Using EV is probably better than Mkt Cap, I just usually don’t bother to go to the extra trouble unless there’s a special circumstance. But whichever one you use, I would not use EV/S or P/S in a screen because they aren’t meaningful in isolation. For example, you wouldn’t want a screener for “P/S < 10” or something because you’d miss out on SHOP. Why is SHOP worth such a high PS? Because it grew 86% last year! So if I were going to screen I would look for the growth only and worry about the valuation later. The problem I usually have with screens is that I end up wasting a lot of time. Sure, ATVI shows up as high growth, but it’s because of the King Digital acquisition. Even after you weed through all the bogus hits, you still haven’t begun figuring out how the company makes money and whether you like the business. Personally I’d rather start with a company I have some reason to look into – because someone mentioned them on this board or elsewhere on the Fool or another site. There are still plenty of companies to look at, and I have the added bonus of knowing I’m not completely wasting my time if I can figure out why the recommender likes them. Perhaps I can show that person something they’re not considering and then we all learn something. Or if they’re right and I end up buying it, even better.

Hope that helps somehow.



Hi Bear,
Interesting thread. I guess my opinion would be that any screening technique is tough to make work in practice unless it is just a way to get a lot of potential companies that you are willing to sift through.

My experience is that you don’t want the outliers in any statistical category. In simplified terms a company that shows an extreme value by screening is usually at the extreme because there is a red flag somewhere. I.E., a very low PE is because the market thinks earnings are going to go down. I know that might not be a good example but the really good companies aren’t usually that cheap. I’ll use SHOP here, because I know you like it. When I have found a stock that just looked cheap on some basis, it usually doesn’t pan out. I have had much better luck finding a company growing and then make sure the numbers hold together. In summary, I want the great companies that will grow for a long time, not the one that is statistically an outlier somehow.

Finally, I do have to comment on your picking of ATVI as a reason to not just follow revenue growth. Although you are correct, that is not the reason to buy them, but i do have to say that I think they are a great selection to buy. I have owned them for a few years now. Bought most of my shares sub $15 and I still think they are a great stock. Games have been a growth industry for 15 years and there is no sign of slowing down. They have been in the midst of a economic shift in the last few years where they have begun selling their games directly to the consumer over the web. This reduces costs, increases margins and cuts out the middle man. They have also improved their economics by selling in-game improvements which is smoothing out their revenues and driving margins up even higher since the incremental costs of giving an internet player additional capabilities is basically zero!
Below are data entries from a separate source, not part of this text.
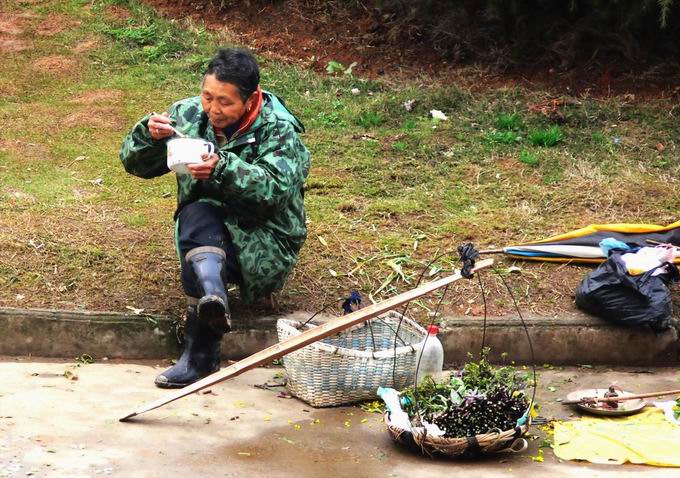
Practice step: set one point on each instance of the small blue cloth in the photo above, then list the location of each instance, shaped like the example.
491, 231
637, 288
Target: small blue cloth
609, 244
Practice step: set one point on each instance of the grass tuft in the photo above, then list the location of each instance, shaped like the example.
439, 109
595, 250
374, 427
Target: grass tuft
508, 122
546, 137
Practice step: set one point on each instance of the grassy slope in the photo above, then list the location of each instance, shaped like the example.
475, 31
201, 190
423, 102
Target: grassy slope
388, 191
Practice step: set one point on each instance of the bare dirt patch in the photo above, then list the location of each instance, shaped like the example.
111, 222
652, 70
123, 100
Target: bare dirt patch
85, 46
54, 24
56, 64
97, 117
10, 44
310, 34
10, 24
94, 97
118, 12
24, 149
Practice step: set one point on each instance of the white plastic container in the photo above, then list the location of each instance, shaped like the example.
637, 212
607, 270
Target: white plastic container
431, 360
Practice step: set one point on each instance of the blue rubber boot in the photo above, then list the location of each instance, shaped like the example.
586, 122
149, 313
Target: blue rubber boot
201, 355
208, 266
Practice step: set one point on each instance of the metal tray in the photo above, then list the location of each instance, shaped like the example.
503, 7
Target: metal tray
628, 407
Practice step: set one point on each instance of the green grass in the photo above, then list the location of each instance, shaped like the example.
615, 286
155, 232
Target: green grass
385, 182
510, 122
547, 137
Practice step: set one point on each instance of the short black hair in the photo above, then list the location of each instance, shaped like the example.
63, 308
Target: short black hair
236, 66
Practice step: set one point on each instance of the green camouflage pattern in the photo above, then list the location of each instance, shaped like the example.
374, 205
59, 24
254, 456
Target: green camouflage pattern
258, 180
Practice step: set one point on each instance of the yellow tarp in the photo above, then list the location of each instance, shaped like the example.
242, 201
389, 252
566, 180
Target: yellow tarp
645, 438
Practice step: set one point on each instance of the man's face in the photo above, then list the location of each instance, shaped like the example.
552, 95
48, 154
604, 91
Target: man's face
222, 102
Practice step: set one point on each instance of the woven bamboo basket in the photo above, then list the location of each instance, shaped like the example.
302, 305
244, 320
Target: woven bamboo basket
349, 367
495, 441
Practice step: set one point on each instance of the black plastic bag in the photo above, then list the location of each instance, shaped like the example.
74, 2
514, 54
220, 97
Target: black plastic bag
643, 300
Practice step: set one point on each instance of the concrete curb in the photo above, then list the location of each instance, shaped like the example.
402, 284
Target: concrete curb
573, 339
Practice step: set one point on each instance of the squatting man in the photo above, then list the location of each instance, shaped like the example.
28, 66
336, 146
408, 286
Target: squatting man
240, 215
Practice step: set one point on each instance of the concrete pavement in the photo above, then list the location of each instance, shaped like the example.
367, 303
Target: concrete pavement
571, 338
51, 426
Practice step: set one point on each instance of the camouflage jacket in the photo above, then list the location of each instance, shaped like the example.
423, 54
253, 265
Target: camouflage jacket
258, 180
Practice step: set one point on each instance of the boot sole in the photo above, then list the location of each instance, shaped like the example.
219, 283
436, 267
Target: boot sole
212, 311
161, 384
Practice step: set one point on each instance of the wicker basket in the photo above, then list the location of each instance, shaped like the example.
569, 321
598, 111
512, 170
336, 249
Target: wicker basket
349, 367
495, 441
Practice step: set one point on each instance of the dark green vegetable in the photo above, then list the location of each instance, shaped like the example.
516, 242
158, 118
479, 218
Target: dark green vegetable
482, 399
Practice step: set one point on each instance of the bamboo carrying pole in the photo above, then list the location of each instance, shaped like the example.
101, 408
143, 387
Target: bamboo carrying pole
622, 398
307, 337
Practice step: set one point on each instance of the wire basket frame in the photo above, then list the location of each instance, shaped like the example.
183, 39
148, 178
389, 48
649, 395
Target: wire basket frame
349, 367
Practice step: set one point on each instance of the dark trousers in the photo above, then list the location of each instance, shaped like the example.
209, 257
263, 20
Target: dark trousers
202, 224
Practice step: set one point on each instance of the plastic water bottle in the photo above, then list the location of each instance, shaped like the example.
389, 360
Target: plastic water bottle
431, 356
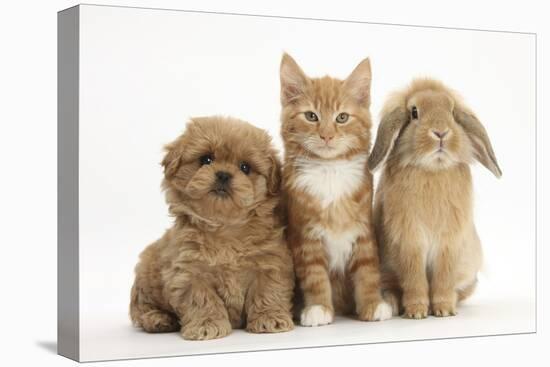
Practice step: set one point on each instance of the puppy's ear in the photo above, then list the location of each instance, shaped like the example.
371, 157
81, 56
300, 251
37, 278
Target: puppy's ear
293, 80
483, 150
388, 131
172, 160
358, 83
274, 175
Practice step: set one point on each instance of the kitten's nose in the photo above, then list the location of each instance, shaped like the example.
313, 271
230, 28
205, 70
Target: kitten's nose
440, 134
223, 177
326, 138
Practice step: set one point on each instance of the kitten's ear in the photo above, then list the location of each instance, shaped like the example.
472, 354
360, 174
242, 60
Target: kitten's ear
358, 83
293, 80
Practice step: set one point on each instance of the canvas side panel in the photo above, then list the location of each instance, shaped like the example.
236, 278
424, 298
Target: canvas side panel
67, 183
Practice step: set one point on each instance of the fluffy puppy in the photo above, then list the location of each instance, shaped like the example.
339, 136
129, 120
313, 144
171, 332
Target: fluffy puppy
224, 263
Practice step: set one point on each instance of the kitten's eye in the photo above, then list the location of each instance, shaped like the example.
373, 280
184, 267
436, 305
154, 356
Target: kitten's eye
311, 116
245, 167
414, 112
342, 117
206, 159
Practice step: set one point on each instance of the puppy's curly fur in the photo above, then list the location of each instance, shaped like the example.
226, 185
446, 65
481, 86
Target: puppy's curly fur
224, 263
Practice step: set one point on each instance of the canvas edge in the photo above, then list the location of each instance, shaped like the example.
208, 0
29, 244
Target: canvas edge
68, 330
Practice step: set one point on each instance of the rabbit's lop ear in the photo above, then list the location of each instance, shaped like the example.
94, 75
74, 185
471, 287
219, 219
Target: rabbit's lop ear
483, 150
387, 133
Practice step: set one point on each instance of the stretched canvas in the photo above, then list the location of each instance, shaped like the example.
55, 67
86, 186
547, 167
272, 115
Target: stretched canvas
130, 80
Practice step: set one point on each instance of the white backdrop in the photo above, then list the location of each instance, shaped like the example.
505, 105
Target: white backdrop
145, 72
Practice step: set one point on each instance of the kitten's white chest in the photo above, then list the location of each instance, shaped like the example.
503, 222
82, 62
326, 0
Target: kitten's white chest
329, 181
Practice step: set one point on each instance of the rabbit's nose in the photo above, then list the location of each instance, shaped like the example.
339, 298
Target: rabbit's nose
440, 134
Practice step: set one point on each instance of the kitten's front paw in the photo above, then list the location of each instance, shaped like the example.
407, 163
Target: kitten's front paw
443, 309
207, 329
416, 311
316, 315
376, 311
271, 322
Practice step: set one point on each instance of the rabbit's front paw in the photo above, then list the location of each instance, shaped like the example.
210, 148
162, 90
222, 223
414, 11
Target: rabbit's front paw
443, 309
416, 311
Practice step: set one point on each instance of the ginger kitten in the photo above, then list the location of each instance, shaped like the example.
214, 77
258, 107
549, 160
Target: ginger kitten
328, 193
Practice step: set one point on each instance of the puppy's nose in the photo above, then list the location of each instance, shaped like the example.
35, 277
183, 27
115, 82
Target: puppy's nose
440, 134
326, 138
223, 177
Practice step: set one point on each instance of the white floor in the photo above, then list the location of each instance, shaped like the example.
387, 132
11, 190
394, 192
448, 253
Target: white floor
114, 338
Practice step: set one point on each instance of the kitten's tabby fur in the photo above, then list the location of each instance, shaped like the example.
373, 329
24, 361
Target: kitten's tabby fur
328, 194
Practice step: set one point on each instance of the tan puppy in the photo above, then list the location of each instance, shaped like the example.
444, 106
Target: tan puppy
430, 249
224, 263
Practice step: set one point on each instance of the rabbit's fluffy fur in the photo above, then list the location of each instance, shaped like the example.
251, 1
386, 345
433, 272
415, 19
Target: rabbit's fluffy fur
224, 263
429, 247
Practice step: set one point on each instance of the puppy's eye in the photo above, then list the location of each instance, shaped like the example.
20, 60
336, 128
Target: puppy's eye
311, 116
206, 159
342, 117
414, 112
245, 167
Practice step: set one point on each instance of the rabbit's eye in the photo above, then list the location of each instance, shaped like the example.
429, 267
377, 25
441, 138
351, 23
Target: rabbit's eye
311, 116
414, 112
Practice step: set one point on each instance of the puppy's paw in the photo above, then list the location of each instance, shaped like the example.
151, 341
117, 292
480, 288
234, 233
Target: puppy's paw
443, 309
271, 322
316, 315
207, 329
415, 311
156, 321
376, 311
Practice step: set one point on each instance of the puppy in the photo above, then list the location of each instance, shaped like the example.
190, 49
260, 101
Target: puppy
224, 263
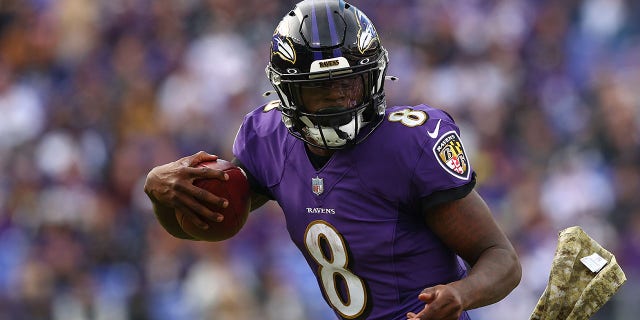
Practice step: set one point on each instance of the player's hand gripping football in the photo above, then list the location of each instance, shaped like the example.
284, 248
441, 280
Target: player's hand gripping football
171, 186
443, 303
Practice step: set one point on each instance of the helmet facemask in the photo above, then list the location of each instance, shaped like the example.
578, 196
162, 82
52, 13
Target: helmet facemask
359, 104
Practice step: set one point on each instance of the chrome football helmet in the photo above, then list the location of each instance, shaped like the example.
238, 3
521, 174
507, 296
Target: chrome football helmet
328, 45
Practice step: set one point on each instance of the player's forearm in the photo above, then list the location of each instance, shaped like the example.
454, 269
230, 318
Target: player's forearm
496, 273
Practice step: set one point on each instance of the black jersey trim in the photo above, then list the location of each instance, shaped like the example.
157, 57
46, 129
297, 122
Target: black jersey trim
443, 196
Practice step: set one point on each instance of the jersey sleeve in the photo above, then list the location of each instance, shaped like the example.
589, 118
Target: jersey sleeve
443, 172
257, 146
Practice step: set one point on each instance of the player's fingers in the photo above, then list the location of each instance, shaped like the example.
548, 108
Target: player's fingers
199, 157
205, 197
189, 199
428, 295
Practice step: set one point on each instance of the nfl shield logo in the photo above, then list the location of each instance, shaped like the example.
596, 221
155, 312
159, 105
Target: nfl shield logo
317, 185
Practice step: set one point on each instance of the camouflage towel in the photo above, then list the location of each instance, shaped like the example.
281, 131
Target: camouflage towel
574, 292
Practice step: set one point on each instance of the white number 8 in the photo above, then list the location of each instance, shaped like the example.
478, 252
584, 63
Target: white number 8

Finally longer term, e-sports are getting more and more popular. For those who don’t watch them (me included) you might not realize the very widespread nature of these tournament’s that are viewed online. It’s not very hard to see these continuing to grow in our electronic society. And then you can throw in the potential of Virtual Reality. The next wave in gaming…

An incredibly bright future in my opinion…

Sorry for the diversion from the main thread topic…

Long ATVI (one of my top holdings)


I’d be leery of having more than a modest portion of my money in pre-profitable companies. It’s swinging for the fences, while singles and doubles are safer and can still win games handily.